Determining the Structure of Rotating Massive Stellar Cores with Gravitational Waves

TL;DR

This paper introduces a new method to analyze gravitational wave signals from rotating stellar core collapses, aiming to predict supernova properties before shock breakout by correlating GW features with progenitor core characteristics.

Contribution

The study develops a novel analysis technique that uses early GW signals to constrain the progenitor star's core compactness and angular momentum prior to explosion.

Findings

GW features correlate with progenitor compactness and rotation.

The method can predict supernova properties before shock breakout.

Analysis of simulations supports the predictive capability of GW signals.

Abstract

The gravitational wave (GW) signal resulting from stellar core collapse encodes a wealth of information about the physical parameters of the progenitor star and the resulting core-collapse supernova (CCSN).

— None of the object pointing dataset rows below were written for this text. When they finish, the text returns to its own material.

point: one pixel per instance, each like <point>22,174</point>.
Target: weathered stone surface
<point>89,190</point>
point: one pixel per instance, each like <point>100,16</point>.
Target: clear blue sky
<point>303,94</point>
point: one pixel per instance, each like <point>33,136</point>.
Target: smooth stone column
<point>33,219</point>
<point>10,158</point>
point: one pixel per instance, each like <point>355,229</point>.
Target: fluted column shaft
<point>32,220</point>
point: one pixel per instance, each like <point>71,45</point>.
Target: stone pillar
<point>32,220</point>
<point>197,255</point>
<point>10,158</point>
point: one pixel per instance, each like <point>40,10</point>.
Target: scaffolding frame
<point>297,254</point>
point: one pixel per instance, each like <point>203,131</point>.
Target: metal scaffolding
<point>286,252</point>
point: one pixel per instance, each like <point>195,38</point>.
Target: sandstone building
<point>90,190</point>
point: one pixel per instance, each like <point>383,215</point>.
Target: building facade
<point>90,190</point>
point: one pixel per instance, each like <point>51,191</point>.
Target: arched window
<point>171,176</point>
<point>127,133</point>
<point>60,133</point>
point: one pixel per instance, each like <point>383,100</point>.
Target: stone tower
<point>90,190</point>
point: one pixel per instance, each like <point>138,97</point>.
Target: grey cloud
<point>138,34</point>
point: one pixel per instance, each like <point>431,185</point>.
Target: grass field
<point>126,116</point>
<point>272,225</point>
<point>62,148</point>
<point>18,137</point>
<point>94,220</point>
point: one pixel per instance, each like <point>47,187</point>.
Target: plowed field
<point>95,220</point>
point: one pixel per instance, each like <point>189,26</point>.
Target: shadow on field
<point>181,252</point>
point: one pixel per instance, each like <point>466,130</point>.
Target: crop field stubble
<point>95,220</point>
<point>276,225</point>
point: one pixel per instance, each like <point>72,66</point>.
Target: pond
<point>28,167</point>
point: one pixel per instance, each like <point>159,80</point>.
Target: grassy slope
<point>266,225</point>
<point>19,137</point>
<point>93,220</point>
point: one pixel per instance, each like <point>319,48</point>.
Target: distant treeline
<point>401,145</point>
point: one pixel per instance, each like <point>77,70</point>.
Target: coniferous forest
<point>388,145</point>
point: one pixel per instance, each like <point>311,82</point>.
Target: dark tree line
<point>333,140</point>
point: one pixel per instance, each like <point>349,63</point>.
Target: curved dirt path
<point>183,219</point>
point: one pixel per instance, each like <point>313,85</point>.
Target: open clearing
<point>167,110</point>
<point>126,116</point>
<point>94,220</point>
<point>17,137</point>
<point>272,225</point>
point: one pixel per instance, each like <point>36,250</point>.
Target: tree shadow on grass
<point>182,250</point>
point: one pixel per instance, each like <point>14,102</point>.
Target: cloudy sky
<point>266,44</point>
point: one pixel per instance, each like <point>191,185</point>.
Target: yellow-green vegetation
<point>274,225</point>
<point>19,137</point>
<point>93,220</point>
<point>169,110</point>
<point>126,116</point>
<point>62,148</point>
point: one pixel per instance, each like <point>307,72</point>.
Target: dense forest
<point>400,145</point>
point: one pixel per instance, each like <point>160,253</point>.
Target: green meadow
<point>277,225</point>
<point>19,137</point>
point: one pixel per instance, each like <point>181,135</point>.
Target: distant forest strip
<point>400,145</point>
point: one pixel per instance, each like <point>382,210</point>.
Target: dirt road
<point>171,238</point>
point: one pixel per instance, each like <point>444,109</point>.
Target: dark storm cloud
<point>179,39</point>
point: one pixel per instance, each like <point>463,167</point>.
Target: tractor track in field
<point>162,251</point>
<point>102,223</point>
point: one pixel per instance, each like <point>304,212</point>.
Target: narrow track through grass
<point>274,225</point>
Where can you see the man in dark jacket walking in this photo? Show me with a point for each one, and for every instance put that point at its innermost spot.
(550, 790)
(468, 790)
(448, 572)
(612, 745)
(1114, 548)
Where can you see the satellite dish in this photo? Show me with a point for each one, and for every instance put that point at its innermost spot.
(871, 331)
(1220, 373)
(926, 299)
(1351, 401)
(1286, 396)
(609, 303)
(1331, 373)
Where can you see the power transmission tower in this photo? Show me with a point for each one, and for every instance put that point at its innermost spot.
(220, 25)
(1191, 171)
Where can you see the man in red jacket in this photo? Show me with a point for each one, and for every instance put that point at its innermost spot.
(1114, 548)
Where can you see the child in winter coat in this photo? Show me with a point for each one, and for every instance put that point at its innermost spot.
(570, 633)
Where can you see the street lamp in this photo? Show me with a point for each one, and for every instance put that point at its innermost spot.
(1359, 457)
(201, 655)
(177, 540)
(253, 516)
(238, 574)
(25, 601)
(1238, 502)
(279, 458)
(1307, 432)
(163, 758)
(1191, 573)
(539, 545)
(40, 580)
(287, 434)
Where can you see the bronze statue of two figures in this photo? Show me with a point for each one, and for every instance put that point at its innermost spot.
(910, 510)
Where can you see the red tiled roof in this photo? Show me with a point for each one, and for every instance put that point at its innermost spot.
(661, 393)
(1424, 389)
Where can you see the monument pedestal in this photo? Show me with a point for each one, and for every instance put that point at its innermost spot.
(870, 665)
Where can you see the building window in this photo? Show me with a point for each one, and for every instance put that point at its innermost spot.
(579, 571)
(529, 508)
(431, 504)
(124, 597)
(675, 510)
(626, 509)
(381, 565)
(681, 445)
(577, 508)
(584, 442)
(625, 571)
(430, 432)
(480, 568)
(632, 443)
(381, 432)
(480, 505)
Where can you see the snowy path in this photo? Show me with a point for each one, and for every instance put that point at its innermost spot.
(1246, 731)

We present a novel approach to constrain CCSN progenitor properties at collapse using two of the most detectable parts of the GW signal: the core-bounce signal and evolution of the dominant frequency mode from the protoneutron star. We focus on the period after core bounce but before explosion and investigate the predictive power of GWs from rotating CCSNe to constrain properties of the progenitor star. We analyze 34 2D and four 3D neutrinoradiation-hydrodynamic simulations of stellar core collapse in progenitors of varied initial mass and rotation rate. Extending previous work, we verify the compactness of the progenitor at collapse to correlate with the early ramp-up slope, and in rotating cases, also with the core angular momentum. Combining this information with the bounce signal, we present a new analysis method to constrain the pre-collapse core compactness of the progenitor. Because these GW features occur less than a second after core bounce, this analysis could allow astronomers to predict electromagnetic properties of a resulting CCSN even before shock breakout.